ŞEHİT FERDİ YURDUSEVEN
…
Seni uzaklara uğurladım. Ama göğüs kafesimden bir milim uzaklaşmadın. Senden sonra mevsimler geçirdim. Evimizden taşındım, elbiseler aldım kokunun sinmediği. Ama eşyalarını hâlâ saklıyorum.
Hepsinde nefesin, kokun var. Sonra senden bahsettim oğlumuza; gülüşünden, onu nasıl sevdiğinden…
O kadar akıllı ve güzel çocuk oldu ki tıpkı sana benziyor.
…
Seninle o kadar gurur duyuyorum ki, hiç düşünmeden vatanına, bayrağına sahip çıktığın için.
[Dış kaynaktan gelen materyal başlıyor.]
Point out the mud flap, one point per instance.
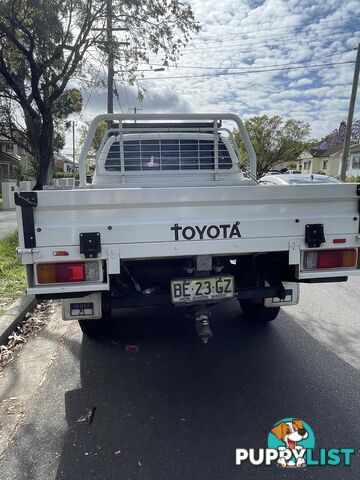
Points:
(292, 297)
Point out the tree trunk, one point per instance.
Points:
(44, 148)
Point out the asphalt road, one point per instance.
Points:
(178, 409)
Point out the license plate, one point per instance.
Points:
(201, 289)
(81, 309)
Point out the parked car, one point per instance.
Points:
(297, 179)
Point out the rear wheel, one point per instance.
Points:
(256, 312)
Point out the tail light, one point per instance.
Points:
(67, 272)
(339, 258)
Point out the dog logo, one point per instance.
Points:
(291, 437)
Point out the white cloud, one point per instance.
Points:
(259, 35)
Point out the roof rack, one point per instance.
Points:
(204, 127)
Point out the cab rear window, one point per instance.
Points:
(167, 154)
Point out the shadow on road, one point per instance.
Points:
(178, 409)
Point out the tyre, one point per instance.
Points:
(97, 328)
(256, 312)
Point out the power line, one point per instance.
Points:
(219, 74)
(351, 19)
(198, 40)
(223, 48)
(232, 68)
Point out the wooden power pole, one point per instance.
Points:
(110, 51)
(345, 154)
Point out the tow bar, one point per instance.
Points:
(202, 325)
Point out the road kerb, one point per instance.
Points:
(14, 315)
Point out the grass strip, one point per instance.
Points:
(12, 272)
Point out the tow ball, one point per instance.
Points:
(203, 326)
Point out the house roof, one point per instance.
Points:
(325, 152)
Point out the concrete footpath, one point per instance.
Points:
(7, 222)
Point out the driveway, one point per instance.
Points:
(7, 222)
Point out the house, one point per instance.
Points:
(11, 155)
(329, 160)
(321, 160)
(63, 163)
(353, 167)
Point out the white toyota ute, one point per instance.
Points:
(170, 218)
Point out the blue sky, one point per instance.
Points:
(269, 40)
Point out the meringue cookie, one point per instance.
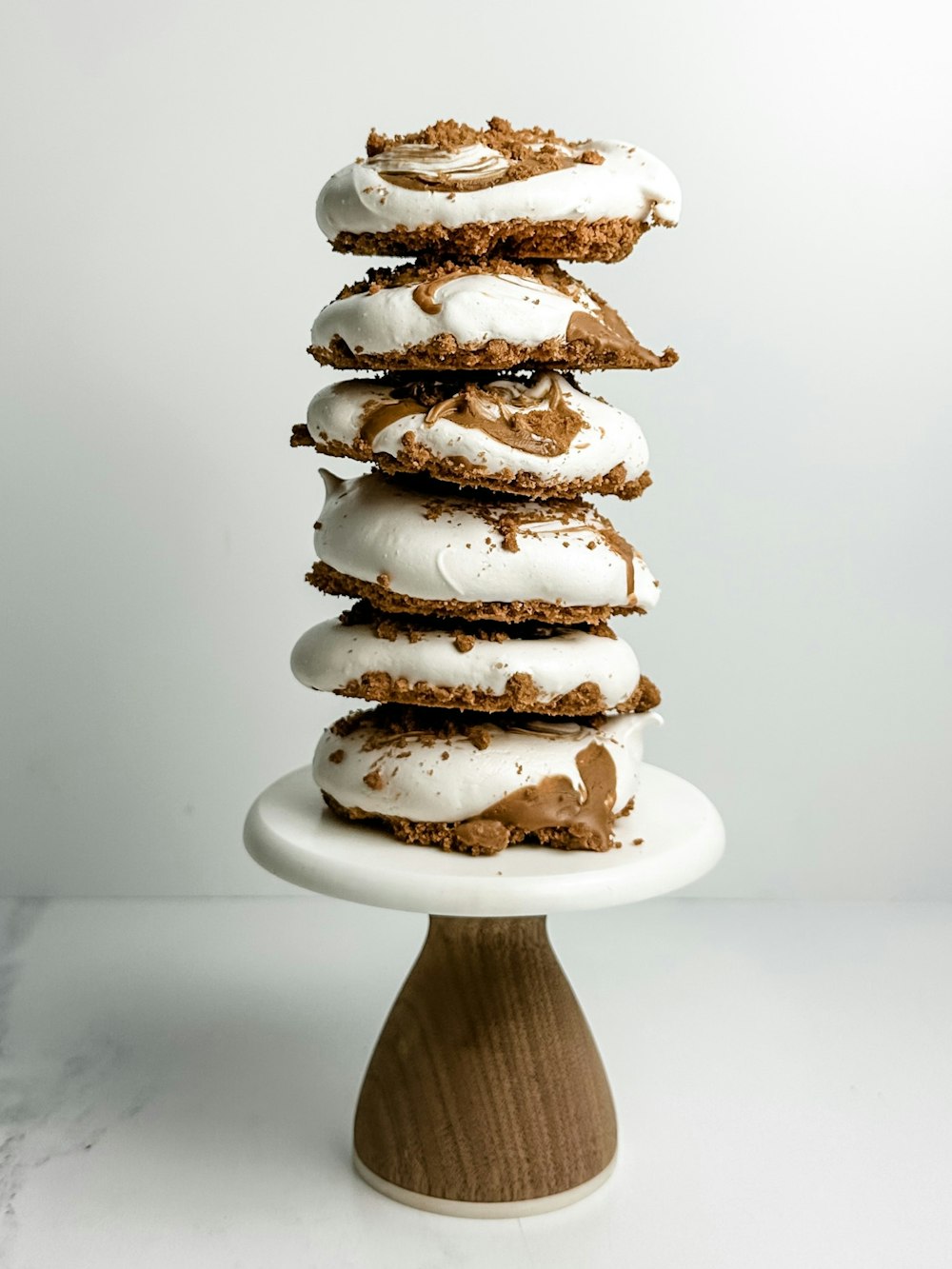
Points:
(464, 552)
(478, 316)
(546, 434)
(455, 774)
(460, 178)
(571, 671)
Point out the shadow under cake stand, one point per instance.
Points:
(486, 1094)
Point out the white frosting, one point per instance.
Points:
(475, 308)
(630, 183)
(608, 438)
(440, 547)
(331, 655)
(426, 785)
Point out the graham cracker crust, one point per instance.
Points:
(445, 353)
(414, 460)
(327, 579)
(521, 696)
(607, 240)
(459, 837)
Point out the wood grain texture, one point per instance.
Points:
(486, 1084)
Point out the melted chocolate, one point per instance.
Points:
(533, 420)
(555, 803)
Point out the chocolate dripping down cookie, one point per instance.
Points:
(540, 435)
(472, 783)
(413, 547)
(484, 666)
(482, 622)
(455, 190)
(490, 315)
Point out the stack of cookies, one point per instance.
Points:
(483, 580)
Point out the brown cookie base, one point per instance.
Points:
(445, 353)
(327, 579)
(414, 460)
(608, 240)
(448, 837)
(521, 696)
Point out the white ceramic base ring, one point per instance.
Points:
(483, 1211)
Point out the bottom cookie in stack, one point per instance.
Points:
(467, 782)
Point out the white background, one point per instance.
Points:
(160, 165)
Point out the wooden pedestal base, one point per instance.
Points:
(486, 1086)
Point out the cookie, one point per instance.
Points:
(466, 783)
(541, 437)
(410, 545)
(491, 666)
(482, 316)
(461, 191)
Bir gün kavuşacağız şehidim
Yeliz Yurduseven – Şehidin Eşi
ŞEHİT AYDIN ÇOPUR
Canım kardeşim Aydın’ım,
Senden ayrılalı tam üç seneyi geçti kuzum. Bedenen bizden ayrıldın, ama ruhen hiç ayrılmadık. Her an aklımızdasın, kalbimizdesin. Seni o kadar çok özledik ki…
…
Ahmet desen hâlâ seninle oynadığı araba yarışlarını anlatıyor. Şu an 7 yaşında. Ona seni anlatıyoruz. Düşmana karşı nasıl cesurca göğüs gerdiğini, toptan tanktan korkmadan imanınla “Vatanım,
milletim!” deyip düşmanın üzerine savunmasız, sadece imanın gücüyle yürüdüğünü anlatıyoruz. “Senin kahraman bir dayın var. Vatanımızı, milletimizi, istikbalimizi Allah’ın izniyle kurtardı.” diyoruz. “Sen de dayın gibi güçlü ol. Vatanını, milletini çok sev ve düşmana geçit verme yavrum.” diye aşılıyoruz. Yaşı küçük olmasına rağmen idrak edebiliyor. Seninle gurur duyuyor.